[28/03/2006] Rifiuti

L´Italia dei rifiuti secondo il presidente della Commissione parlamentare d´inchiesta

ROMA. Più ombre che luci per l’Italia dei rifiuti, almeno secondo quanto è emerso dalla Commissione parlamentare d´inchiesta sul ciclo dei rifiuti e sulle attività illecite ad esso connesse, che per cinque anni ha lavorato e girato la penisola per individuare criticità ed eccellenze, con analisi critiche, approfondimenti tecnico-scientifici e normativi, con l’obiettivo di fotografare la situazione reale del Paese e migliorarne le performance.
Al presidente della commissione, il deputato di Forza Italia Paolo Russo (nella foto), abbiamo chiesto di fare il punto su questi cinque anni di lavoro, e di raccontarci quali sono le criticità più gravi emerse dall’inchiesta.
«Quando siamo partiti – dice Russo – pensavamo tutti che la vera emergenza sarebbe stata quella indicata dalle foto e dai filmati che hanno fatto il giro del mondo, con città del Mezzogiorno come Napoli invase dai rifiuti. In realtà ci siamo accorti che nella maggior parte dei casi si trattava solo di incapacità gestionale, funzionale, organizzativa e talvolta anche politica, almeno nel comprendere e disegnare un’agenda di interventi risolutori. La vera emergenza nazionale è rappresentata dal sistema di smaltimento dei rifiuti speciali: quantità enormi, vere e proprie colline di rifiuti speciali che non si ritrovano nelle forme regolari di smaltimento. E se in alcuni casi si può pensare ad errori nella compilazione dei mud e dei formulari, il grosso prende strade illecite di smaltimento, con le soluzioni più fantasiose: un tempo c’era il giro bolla, ora c’è sempre di più l’utilizzo dei codici prevalenti, sono sistemi che rendono enormemente perché il rifiuto resta lo stesso ma si modifica nel cartaceo e molto spesso i luoghi di stoccaggio costituiscono pericolosi imbuti dove queste operazioni passano inosservate…».

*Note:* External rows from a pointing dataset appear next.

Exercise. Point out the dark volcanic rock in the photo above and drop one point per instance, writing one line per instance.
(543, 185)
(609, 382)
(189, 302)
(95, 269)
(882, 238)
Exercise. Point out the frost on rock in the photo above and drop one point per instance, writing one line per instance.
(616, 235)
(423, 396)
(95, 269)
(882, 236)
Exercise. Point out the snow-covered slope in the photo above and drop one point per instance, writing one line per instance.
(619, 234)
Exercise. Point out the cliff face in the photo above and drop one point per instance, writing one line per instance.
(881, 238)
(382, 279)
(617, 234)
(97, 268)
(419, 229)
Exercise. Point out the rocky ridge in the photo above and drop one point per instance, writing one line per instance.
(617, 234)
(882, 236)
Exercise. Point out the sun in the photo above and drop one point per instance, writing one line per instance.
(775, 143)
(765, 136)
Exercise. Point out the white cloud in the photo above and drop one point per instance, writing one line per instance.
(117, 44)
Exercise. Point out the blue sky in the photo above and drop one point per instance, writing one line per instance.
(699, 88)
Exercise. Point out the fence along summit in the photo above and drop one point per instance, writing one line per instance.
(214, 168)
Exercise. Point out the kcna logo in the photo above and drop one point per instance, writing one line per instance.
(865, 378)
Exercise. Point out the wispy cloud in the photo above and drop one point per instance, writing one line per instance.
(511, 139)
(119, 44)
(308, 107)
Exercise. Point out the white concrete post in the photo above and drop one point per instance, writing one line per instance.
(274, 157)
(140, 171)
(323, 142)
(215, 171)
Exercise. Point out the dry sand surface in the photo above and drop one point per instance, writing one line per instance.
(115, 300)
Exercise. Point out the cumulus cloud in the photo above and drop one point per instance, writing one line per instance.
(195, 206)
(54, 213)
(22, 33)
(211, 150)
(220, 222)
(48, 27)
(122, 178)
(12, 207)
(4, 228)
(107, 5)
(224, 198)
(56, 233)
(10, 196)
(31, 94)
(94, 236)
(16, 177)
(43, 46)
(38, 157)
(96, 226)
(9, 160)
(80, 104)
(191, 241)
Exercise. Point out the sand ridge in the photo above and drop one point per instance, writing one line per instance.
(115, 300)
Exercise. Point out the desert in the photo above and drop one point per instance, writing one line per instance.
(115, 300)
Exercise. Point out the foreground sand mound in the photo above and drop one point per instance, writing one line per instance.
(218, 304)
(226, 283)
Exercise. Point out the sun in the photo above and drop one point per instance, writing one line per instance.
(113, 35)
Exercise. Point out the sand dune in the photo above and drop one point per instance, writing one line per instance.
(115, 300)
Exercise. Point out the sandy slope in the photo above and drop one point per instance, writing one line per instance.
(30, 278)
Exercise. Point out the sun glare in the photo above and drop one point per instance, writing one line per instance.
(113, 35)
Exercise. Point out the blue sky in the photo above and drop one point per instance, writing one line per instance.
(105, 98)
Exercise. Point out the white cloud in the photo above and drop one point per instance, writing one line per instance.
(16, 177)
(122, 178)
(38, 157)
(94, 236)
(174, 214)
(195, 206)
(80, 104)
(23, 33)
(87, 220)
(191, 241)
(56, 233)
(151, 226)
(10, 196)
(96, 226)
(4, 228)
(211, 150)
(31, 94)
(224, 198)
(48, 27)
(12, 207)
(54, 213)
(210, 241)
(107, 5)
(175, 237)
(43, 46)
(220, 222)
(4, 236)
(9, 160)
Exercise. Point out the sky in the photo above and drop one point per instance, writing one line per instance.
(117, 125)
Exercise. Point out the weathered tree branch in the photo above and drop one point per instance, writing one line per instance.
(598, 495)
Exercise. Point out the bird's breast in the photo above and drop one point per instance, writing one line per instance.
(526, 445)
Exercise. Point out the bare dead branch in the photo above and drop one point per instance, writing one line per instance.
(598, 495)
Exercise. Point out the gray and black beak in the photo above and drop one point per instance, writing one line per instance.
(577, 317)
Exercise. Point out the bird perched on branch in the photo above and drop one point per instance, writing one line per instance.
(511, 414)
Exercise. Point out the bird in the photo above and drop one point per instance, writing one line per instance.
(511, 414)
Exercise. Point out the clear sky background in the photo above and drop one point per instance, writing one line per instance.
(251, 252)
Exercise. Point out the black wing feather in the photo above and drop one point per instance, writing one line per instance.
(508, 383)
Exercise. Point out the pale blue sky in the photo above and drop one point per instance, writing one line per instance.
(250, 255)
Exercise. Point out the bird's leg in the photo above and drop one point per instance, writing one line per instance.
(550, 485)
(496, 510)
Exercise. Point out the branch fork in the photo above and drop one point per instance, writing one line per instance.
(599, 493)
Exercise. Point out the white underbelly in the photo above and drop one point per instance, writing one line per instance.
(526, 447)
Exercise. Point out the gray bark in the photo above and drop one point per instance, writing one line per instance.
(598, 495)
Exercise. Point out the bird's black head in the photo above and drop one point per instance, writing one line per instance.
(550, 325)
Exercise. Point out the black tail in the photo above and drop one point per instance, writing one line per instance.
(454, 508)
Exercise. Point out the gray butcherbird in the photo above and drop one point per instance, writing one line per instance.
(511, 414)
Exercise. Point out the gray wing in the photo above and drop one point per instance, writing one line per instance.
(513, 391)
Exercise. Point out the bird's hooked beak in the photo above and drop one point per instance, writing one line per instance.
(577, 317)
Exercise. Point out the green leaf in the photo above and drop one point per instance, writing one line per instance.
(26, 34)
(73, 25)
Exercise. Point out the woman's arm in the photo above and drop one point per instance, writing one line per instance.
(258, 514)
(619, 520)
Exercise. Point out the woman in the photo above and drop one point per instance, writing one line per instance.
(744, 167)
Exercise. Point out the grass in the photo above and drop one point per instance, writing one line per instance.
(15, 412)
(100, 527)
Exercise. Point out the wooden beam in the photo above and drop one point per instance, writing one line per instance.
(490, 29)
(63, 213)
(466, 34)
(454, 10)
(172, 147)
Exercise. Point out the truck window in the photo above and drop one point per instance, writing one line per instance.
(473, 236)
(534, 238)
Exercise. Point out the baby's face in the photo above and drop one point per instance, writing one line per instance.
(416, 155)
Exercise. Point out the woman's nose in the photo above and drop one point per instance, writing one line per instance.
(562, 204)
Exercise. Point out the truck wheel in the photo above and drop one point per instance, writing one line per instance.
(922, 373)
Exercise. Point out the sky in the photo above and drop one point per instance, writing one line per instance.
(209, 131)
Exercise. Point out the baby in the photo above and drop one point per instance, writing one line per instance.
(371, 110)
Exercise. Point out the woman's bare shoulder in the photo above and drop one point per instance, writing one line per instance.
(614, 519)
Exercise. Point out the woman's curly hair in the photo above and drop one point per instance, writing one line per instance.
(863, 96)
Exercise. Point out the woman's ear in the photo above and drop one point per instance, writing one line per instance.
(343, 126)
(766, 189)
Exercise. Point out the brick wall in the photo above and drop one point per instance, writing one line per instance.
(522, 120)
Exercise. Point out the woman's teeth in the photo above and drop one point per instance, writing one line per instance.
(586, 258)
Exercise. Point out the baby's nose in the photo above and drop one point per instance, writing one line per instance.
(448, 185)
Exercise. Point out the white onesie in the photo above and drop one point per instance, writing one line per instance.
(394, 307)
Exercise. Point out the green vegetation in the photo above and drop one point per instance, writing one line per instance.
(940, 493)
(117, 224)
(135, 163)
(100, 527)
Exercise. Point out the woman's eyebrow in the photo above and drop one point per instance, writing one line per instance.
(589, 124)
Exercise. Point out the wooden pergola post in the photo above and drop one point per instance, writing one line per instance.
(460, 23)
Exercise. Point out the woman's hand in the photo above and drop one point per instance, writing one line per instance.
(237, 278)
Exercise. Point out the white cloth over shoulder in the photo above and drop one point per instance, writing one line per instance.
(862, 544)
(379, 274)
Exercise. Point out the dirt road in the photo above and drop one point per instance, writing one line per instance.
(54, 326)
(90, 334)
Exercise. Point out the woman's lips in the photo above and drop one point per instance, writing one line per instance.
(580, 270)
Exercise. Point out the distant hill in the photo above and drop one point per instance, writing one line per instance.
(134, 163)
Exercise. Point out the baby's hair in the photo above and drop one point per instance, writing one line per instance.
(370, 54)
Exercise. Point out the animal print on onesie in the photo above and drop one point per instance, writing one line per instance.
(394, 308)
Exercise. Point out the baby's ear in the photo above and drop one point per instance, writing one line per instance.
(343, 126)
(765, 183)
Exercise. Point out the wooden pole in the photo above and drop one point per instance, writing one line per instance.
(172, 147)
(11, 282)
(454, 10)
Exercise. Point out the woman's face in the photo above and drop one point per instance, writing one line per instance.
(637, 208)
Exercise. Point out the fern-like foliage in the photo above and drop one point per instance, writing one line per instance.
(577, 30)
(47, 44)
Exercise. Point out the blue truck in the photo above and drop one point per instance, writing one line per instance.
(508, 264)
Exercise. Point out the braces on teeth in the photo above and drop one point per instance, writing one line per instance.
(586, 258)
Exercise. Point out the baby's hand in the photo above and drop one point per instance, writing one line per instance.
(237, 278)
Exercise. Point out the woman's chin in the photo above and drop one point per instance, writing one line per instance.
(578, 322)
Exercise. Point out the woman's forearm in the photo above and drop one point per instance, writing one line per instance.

I numerosi fenomeni di illegalità che avete rilevato come commissione sono figli anche di una carenza strutturale impiantistica del nostro Paese?
«Questo è vero solo in parte, perché non sempre il nesso di correlazione è strettissimo. Le faccio un esempio: nel Veneto pur essendoci capacità infrastrutturale e impiantistica, una quantità significativa di rifiuti prende la strada delle Puglie. Gli impianti non sono quindi l’elemento di serenità che da solo risolve il problema, la verità è che il traffico illecito dei rifiuti è un delitto di profitto: più alto è il costo di smaltimento tecnologico, più alto è il delta di guadagno delle organizzazioni criminali».

Che tipo di organizzazioni?
«Un tempo questo traffico era controllato dalle mafie che conosciamo bene, oggi però tutte le più recenti attività di indagine indicano forme diverse, che noi della commissione abbiamo ritenuto più pericolose: e cioè una sorta di consorteria criminale di imprenditori senza scrupoli, deviata, attratta solo dal lucro, che chiude totalmente gli occhi sui problemi ambientali. Per noi addirittura più pericolosa di mafia, camorra, ‘ndrangheta e Sacra corona unita perché meno connotabile, più vicina alle istituzioni, più difficilmente inquadrabile, invasiva e dilagante. E in ogni parte d’Italia».

Che tipo di controlli vengono fatti? Non ritiene che sarebbe utile controllare anche le aziende che producono i rifiuti invece di concentrarsi quasi esclusivamente sulle imprese che li trattano?
«Il vero problema sul fronte dei controlli è che l’attenzione è molto modesta. Quando noi pensiamo ai controlli li aspettiamo però quando siamo già in sede penale Io dico un’altra cosa: sono scarsissimi i controlli preventivi, quelli che devono fare le pubbliche amministrazioni, in primis le province ma anche le regioni. Quindi i controlli non mancano solo alla fonte della produzione, mancano a tutti i livelli, anche nei confronti di chi tratta i rifiuti. le attività di controllo ordinarie, alla produzione, ma anche di chi tratta. Non v’è dubbio poi, che si debbano attivare semplificazioni nei percorsi amministrativi, ma accanto a questo serve anche una rete di controlli più serrata, capace di individuare ogni atteggiamento illecito. E questo l’unico rammarico che abbiamo come commissione: non essere riusciti a inserire il delitto ambientale nel codice penale. Una priorità che comunque sarà riproposta nella prossima legislatura, chiunque sia al governo, perché sui temi dell’ambiente è assolutamente necessario tenere un atteggiamento trasversale, come abbiamo fatto in questi cinque anni di commissione».